Monday, May 21, 2007

stopping the chorus

All of the city's fireflies were electric eyes. Everywhere that I would go; green and orange hellos. I couldn't sleep. I drew down the shades but they still peered in. I drew up the sun but the lights just folded their wings and waited to be painted, waited to color inside the lines. So I went to work where I was ironically one of the people responsible for managing the city's electrical grid system. I baited my fellow employees out of the room with promises of pizza, then went back to the massive control board and managed to shut off half of the city's lights before someone came in and stopped me. The darkness lasted about half a minute and I was fired and four people were critically injured in car accidents involving faulty street signals. But screw it. It was worth the thirty seconds that I could look out of the building's window and see nothing except for night sky and silhouettes.

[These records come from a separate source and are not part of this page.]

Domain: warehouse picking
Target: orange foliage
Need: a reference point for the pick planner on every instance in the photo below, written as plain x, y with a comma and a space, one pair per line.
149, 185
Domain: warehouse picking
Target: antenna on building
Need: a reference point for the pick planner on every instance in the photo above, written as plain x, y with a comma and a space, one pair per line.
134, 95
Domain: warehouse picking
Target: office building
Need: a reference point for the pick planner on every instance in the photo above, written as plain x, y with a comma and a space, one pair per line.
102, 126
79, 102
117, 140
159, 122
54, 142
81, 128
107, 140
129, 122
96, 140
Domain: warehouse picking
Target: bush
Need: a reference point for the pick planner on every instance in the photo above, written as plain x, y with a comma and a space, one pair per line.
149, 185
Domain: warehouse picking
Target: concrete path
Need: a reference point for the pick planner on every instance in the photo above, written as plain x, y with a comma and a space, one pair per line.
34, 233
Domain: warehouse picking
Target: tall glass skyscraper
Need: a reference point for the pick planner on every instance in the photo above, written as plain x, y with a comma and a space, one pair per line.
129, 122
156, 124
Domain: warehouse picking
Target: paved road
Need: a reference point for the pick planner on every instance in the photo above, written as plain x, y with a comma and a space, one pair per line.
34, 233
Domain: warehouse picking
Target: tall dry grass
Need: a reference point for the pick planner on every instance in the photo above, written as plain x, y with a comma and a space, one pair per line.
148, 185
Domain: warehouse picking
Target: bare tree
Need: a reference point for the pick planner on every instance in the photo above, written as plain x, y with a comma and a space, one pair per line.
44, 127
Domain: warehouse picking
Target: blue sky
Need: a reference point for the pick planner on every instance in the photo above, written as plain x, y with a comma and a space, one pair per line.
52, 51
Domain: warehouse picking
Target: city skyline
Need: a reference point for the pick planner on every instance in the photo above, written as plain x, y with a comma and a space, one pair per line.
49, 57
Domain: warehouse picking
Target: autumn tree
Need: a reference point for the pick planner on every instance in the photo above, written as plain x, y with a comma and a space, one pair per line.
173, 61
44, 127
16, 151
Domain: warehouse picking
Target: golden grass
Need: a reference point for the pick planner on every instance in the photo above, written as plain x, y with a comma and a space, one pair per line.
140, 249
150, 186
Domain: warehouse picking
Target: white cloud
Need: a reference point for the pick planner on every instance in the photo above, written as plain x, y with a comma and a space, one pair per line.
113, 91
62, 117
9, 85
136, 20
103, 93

Predictably, I moved out into the country three weeks later, saving up my unemployment checks and selling a few antiques. My daughter protested but I told her we had to go because daddy was becoming an insomniac. She said she didn't know what that meant but she did know that I looked tired. A sweet girl, she acquiesced to accept our leaving.

I tried to think of how to transport my grand piano but it wasn't worth the trouble. I left it for the overpriced maid that I couldn't afford to keep. She said thank you and immediately proceeded to tune the wretched thing, something I had never learned how to do.

Out in the hills and farms, even here, I could not sleep. All of the country's fireflies were buzzing eyes. They watched me in sparks outside my window every night, told one another jokes at the expense of my restless nights'. So I hired an exterminator to get rid of them. He said he would come in a week. I impatiently waited, and during that week my daughter had managed to collect every single firefly she could find and put them in a giant jar that must have previously stored something like boiled eggs or giant olives. She filled it full and hid it under her bed. The same night that the exterminator finally arrived (an hour late) she had collected the last chorus of lights. The exterminator told me there were no fireflies in my yard to kill. He seemed disappointed. I gave him some money for gas, at least, and he went on his hapless way. It was almost midnight by then, and for the first time in seven months I was able to enjoy a couple hours of soundless, lightless sleep, until the lid of my daughter's jar came loose under her bed and our house was lit up like a city.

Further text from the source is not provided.